The Environmental Defense Fund on Monday released the first in a series of videos aimed at educating Floridians on the current effects of climate change and possible solutions to address it.
The first “Keeping Florida, Florida” segment focuses on the potentially catastrophic effects sea level rise could have in South Florida and details the U.S. Army Corps of Engineers-proposed Back Bay Study, which recommends traditional, hardened infrastructure, including a seawall, to protect the region.
Experts featured in the video express concerns the proposal is a bad fit. They say it will not do enough to mitigate flood risk and has the potential to decimate the area’s environment, economy and culture.
They are pitching an alternative anchored by natural and nature-based solutions, such as oyster reefs and mangroves, that can build longterm flood resilience while “keeping Florida Florida.”

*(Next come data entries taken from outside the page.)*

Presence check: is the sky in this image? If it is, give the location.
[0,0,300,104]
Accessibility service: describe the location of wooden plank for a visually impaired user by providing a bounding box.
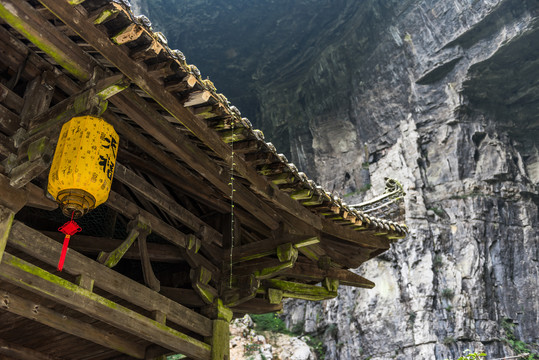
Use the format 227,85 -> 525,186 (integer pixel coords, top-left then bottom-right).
0,0 -> 96,81
229,236 -> 320,262
0,105 -> 21,135
40,0 -> 322,229
0,253 -> 210,360
20,72 -> 54,129
0,288 -> 146,359
159,286 -> 206,307
106,191 -> 219,279
110,90 -> 279,229
0,174 -> 58,212
0,23 -> 80,94
109,112 -> 230,212
231,298 -> 283,314
41,231 -> 185,263
114,163 -> 222,243
0,206 -> 15,262
0,338 -> 61,360
9,222 -> 211,336
0,174 -> 28,212
138,229 -> 160,292
263,279 -> 337,301
281,262 -> 374,289
0,83 -> 24,114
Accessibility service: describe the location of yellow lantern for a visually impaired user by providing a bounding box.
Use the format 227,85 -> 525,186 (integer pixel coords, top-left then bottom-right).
48,116 -> 119,218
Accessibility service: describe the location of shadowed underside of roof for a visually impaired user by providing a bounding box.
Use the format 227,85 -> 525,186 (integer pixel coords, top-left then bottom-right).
0,0 -> 407,359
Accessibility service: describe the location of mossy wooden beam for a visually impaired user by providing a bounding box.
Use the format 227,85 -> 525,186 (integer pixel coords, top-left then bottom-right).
229,236 -> 320,263
231,298 -> 283,316
8,221 -> 211,336
282,263 -> 374,289
107,90 -> 279,229
0,339 -> 61,360
105,191 -> 218,278
0,206 -> 15,262
114,163 -> 222,243
39,0 -> 334,236
88,2 -> 123,25
0,174 -> 58,212
97,217 -> 152,268
0,253 -> 211,360
263,279 -> 337,301
0,105 -> 21,135
111,23 -> 144,45
0,289 -> 145,360
0,0 -> 95,81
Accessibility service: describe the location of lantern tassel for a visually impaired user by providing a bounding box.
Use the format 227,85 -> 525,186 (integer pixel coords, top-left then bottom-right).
58,235 -> 71,271
58,211 -> 82,271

“Hundreds of billions of dollars in assets are at risk from climate change in Florida, and sea level rise is already impacting people’s lives” said Dawn Shirreffs, EDF’s Florida director. “The Army Corps’ project proposed for Miami-Dade outlines the challenges in balancing flood protection, protecting natural assets and preserving community character. The good news is we can address flood risk and safeguard our environment and economy if we have the political will to innovate.”
EDF says the consensus among residents, businesses and environmental organizations is that a blended approach would best address the effects of climate change while safeguarding ecosystems, the character of Florida’s unique coastlines and the economies that rely on them.

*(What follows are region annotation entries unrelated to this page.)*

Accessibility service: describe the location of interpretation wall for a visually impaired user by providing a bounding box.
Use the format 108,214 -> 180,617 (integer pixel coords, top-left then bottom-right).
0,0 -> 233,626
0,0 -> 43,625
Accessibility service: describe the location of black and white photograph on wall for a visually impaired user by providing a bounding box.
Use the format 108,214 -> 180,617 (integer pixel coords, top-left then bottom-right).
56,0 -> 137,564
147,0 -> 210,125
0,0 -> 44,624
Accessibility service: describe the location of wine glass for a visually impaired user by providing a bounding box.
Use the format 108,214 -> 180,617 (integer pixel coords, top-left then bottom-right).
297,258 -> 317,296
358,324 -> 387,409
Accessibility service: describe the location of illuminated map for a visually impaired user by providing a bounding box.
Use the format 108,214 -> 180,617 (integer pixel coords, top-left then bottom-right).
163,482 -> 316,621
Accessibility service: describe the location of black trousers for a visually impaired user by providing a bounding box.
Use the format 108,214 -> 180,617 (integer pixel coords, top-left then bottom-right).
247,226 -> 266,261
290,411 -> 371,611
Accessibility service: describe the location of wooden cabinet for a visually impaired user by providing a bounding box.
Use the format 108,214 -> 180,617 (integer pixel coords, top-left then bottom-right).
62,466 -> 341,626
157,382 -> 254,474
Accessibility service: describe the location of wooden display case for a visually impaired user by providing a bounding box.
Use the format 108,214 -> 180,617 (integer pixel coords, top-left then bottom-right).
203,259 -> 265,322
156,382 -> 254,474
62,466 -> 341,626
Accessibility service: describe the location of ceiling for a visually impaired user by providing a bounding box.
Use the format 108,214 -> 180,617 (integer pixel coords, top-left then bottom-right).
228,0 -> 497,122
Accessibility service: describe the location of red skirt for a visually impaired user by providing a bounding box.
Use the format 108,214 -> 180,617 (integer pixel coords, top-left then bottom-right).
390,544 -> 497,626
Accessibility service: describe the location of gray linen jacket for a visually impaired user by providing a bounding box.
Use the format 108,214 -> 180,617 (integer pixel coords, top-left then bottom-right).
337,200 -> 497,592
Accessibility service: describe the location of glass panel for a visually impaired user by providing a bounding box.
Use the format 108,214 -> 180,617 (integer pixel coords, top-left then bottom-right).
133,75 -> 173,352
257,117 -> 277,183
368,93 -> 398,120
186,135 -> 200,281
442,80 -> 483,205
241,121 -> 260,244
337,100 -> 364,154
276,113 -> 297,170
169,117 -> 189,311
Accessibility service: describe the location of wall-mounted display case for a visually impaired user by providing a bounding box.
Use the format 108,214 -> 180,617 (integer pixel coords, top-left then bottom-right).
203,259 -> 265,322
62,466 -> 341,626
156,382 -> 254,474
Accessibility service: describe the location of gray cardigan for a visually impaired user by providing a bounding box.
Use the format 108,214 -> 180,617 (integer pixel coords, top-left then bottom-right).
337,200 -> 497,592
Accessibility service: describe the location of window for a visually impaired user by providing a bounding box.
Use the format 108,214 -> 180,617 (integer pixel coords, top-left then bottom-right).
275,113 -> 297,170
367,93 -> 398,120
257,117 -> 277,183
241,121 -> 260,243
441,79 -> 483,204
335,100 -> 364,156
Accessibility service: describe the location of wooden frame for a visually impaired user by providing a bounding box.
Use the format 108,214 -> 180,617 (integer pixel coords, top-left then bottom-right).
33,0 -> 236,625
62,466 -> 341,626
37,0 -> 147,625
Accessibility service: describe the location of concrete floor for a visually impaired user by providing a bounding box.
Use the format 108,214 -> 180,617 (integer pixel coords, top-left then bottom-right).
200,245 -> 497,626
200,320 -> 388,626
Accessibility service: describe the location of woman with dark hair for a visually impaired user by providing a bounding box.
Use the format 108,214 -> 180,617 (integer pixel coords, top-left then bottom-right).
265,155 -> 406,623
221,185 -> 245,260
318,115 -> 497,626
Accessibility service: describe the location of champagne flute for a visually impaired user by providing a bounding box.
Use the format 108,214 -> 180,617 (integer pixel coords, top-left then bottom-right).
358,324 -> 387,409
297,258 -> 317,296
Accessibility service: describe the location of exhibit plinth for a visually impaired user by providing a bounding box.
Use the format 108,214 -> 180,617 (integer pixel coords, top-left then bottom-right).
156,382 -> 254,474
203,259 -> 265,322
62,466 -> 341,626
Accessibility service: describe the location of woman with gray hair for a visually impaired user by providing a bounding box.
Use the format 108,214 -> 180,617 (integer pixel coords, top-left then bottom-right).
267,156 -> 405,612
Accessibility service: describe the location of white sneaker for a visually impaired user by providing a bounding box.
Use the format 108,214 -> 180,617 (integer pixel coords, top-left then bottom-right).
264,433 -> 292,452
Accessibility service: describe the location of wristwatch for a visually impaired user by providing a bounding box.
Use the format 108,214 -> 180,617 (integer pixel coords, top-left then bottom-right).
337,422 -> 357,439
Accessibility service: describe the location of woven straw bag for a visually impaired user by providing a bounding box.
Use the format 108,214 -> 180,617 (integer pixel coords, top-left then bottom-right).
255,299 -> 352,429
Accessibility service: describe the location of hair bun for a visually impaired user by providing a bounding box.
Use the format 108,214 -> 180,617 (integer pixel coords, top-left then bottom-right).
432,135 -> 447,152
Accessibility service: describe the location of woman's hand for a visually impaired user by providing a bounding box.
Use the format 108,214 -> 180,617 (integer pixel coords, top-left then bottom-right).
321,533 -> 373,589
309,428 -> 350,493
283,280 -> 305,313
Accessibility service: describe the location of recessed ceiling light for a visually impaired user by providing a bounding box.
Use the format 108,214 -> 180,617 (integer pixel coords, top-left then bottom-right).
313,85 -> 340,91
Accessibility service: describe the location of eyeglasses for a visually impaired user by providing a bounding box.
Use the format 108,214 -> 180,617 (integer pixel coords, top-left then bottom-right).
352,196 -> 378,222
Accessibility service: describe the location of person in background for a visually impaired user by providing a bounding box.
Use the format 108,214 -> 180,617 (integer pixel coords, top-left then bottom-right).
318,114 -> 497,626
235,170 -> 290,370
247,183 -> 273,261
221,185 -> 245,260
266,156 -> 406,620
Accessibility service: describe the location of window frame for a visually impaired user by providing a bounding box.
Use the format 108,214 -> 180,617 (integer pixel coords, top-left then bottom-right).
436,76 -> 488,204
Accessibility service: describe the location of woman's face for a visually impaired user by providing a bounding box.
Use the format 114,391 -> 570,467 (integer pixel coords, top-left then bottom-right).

“We can make Miami an example for the rest of the country of how to do these projects, how to react to sea level rise and make our communities more resilient, while also improving the environment, our way of life and our economy,” said Rachel Silverstein, executive director and waterkeeper at Miami Waterkeeper.
EDF plans to release three more videos in the “Keeping Florida, Florida” series, each focusing on the challenges facing different regions of the state. Next in line are Collier County, Jacksonville and Tampa Bay.
The first video is viewable on YouTube. More information and instructions on how to provide public comment on the Miami Back Bay Study is available on EDF’s Let’s Tackle Climate Change website.